In previous efforts by the industry the focus has been on finding new fans, getting them to the track and getting them to bet. Now we need to tap existing fans, like you, to help save our sport. ThoroFan can help, but it needs full support from all fans. We have reached out to the Jockey Club and supported their Vision 2025 initiative. We have talked with owners and syndicate managers asking for support. Although most are committed to resolving the issue that has ebbed in California, much of what we have seen is dealing with the symptoms. Sure, improvement in medication use is critical and efforts to do so should be applauded. But the real problem is with the 38 (+/-) racing jurisdictions that control local tracks and wager, individually. Getting them to give up control will be unlikely, unless the status quo causes more pain for them, than change. A critical mass of fans can unify their voices and speak to the leaders of our sport and to our elected officials.

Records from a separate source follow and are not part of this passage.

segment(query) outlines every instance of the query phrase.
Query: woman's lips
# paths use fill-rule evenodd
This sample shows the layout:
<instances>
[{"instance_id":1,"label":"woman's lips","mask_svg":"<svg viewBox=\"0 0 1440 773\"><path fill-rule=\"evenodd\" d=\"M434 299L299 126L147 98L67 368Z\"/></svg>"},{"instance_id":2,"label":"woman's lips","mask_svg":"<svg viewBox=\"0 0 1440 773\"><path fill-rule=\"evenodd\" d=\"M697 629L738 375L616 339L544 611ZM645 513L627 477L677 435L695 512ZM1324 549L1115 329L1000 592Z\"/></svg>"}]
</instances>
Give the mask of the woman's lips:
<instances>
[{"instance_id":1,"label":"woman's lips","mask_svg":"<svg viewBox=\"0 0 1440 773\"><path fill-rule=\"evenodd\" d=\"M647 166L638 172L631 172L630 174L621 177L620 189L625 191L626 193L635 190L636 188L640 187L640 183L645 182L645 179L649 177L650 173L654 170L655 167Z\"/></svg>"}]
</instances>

ThoroFan calls on all fan-based-organizations and internet groups to begin the dialogue. All of us have a base that can be integrated to form a critical mass that cannot be ignored. You can help by writing to your favorite organization, social media platform or internet site and asking them to “parrot the above message”. Perhaps we can have an on-line public forum of fans who seek to work together to save our sport.

It is the first step that we must try. Our sport’s future depends on it.